Der Blick in die Geschichte zeigt: Jedes Medium, das der Verbreitung von Nachrichten diente, wurde auch zur Verbreitung von Falschnachrichten genutzt. Dabei wurde die Technik immer raffinierter – und die Ergebnisse immer überzeugender. Jetzt sind Web-Videos an der Reihe. Sie sind das Medium der Stunde: Sie erlangen mehr Aufmerksamkeit, werden häufiger geteilt und vermitteln in kurzer Zeit viele Informationen. Laut einer aktuellen VAUNET-Studie zur Mediennutzug der Deutschen schauten 14- bis 69-Jährige im Jahr 2020 täglich 59 Minuten Videos im Netz – und die Tendenz ist stark steigend. Dass dieses Potential auch für den gegenteiligen Zweck – die gezielte Desinformation – missbraucht werden kann, ist nicht überraschend, sondern vielmehr die logische Fortsetzung in der Historie der Berichterstattung, meint Barbara Zehnpfennig.

Dennoch sieht die Philosophin einen Unterschied zwischen „alten“ Falschnachrichten und „neuen“ Deepfakes. Die wesentliche Neuerung sei der Einsatz von Künstlicher Intelligenz. Denn während Falschinformationen in der Vergangenheit dem menschlichen Geist entsprangen und von Menschenhand verbreitet wurden, können Teile dieser Arbeit in Zukunft von selbstlernenden Algorithmen übernommen werden. „An diesem Punkt ist durchaus eine Verselbstständigung möglich, die uns über den Kopf wachsen könnte“ sagt Barbara Zehnpfennig. Weil es im Netz zudem keine Gatekeeper gibt, also keine kontrollierende Instanz, die Inhalte vor der Veröffentlichung prüft, könne sich das Gefälschte heute mühelos und mit nie dagewesener Geschwindigkeit über die ganze Welt ausbreiten.
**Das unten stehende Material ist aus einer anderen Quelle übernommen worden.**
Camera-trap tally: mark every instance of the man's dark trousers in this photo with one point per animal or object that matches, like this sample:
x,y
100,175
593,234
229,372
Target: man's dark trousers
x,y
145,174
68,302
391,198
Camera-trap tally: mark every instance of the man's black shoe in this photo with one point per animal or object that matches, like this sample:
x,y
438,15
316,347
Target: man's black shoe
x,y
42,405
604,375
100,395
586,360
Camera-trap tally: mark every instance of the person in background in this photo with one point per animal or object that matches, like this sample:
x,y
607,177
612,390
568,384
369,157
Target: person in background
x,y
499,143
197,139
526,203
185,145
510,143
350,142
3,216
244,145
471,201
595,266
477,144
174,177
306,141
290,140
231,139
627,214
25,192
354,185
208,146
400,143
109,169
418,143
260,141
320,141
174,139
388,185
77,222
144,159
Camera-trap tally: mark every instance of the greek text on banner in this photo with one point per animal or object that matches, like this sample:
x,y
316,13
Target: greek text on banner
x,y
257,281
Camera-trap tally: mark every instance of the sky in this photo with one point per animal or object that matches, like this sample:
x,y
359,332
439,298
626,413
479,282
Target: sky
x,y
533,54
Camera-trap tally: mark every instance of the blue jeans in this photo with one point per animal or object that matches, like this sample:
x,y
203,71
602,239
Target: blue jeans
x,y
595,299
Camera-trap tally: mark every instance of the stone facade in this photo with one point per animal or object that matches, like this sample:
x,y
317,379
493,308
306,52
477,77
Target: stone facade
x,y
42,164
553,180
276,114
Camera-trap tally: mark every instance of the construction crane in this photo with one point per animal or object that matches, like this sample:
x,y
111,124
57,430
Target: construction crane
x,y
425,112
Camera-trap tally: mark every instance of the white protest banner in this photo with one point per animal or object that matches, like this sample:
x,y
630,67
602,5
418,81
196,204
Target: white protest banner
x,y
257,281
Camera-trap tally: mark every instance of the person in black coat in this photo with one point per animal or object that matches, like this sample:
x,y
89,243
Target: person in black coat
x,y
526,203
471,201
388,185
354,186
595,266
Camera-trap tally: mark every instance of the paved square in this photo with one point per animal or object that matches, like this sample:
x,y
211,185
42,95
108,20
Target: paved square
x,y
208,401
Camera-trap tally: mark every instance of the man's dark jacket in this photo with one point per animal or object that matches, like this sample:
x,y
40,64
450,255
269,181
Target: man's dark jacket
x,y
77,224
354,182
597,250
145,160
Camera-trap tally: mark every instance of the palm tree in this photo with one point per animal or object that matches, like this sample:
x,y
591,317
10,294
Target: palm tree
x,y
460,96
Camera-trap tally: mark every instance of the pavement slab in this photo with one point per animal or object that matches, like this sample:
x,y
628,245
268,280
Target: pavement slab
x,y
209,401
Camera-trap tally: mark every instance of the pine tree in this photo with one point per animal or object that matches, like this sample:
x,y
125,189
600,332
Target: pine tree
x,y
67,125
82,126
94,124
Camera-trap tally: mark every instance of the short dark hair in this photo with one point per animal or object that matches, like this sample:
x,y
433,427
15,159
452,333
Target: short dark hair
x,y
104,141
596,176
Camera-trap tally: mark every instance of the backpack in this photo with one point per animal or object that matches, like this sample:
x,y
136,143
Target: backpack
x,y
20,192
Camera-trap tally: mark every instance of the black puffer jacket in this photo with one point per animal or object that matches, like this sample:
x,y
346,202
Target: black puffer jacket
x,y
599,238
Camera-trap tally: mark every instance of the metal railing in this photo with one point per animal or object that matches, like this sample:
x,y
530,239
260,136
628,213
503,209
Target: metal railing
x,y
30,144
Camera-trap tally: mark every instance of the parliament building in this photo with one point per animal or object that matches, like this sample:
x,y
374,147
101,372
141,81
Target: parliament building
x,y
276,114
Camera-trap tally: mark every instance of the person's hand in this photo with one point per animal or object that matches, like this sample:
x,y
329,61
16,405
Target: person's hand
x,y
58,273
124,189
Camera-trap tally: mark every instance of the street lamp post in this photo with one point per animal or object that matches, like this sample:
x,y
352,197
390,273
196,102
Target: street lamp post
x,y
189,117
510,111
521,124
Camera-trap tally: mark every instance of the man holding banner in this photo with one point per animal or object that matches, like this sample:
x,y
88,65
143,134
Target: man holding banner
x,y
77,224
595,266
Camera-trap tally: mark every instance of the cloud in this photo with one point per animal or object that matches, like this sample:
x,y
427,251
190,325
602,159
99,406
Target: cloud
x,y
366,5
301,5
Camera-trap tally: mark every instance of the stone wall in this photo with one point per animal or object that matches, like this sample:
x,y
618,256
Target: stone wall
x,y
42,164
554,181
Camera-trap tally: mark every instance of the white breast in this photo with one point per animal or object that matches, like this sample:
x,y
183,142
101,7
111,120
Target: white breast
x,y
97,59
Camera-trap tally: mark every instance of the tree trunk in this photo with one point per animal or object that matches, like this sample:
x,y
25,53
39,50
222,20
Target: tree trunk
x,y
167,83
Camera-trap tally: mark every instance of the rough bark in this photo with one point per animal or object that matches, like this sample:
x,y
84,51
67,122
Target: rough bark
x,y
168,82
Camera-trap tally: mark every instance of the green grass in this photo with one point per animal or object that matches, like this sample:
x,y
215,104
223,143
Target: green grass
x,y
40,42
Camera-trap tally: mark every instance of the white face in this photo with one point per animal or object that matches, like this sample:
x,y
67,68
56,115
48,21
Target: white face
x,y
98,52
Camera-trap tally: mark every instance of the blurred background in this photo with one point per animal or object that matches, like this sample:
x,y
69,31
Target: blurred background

Hilflos ausgeliefert sieht Zehnpfennig die Menschheit dieser Entwicklung jedoch nicht. Denn wie in der Vergangenheit gebe es auch im Hinblick auf synthetische Medien einen Wettlauf zwischen Täuschung und Entlarvung. Für den technische Überprüfung seien Spezialist:innen verantwortlich; so wie ein gefälschtes Kunstwerk nicht von Lai:innen, sondern von Kunstexpert:innen entlarvt werden müsse, bedürfe es im Hinblick auf Deepfakes verlässlicher Detection-Systeme, die das Echte vom Unechten unterscheiden können. Die inhaltliche Überprüfung sieht Zehnpfennig auch in der individuellen Verantwortung: Quellen prüfen, das Wahrscheinliche vom Unwahrscheinlichen unterscheiden – und die Bereitschaft entwickeln, das eigene Weltbild zu hinterfragen. Denn viele Lügen werden deshalb geglaubt, weil die Menschen sie glauben wollen.

Auch Videos sind manipulierbar

Während wir im Laufe der letzten Jahrzehnte wachsamer gegenüber Fake-News in Form von Texten und manipulierten Bildern geworden sind, galten Videos bisher als glaubhafte Quellen. Sie wirken als unstrittiges Abbild der Wirklichkeit, denn sie vermitteln den Zuschauer:innen das Gefühl, unmittelbarer am Geschehenen teilzuhaben. Wer sich eine Rede von Barack Obama als Video anschaut, wird zum Zeuge des Gesagten: Wir hören, was er sagt, und wie er es sagt. Wir erkennen seine Stimme, seine Mimik und Gestik wieder und vermuten zunächst nicht, dass da eigentlich jemand anders zu uns spricht.  
Doch die Zeiten, in denen Videos untrüglich waren, sind vorbei. 2017 sagte der KI-Forscher Ian Goodfellow in einem Interview, es sei ein „historischer Glücksfall“, dass die Menschheit sich in den vergangenen Jahrzehnten weitgehend auf Videos verlassen konnte, um sicherzustellen, dass ein Ereignis tatsächlich stattgefunden hat. In Zukunft sei das jedoch nicht mehr selbstverständlich.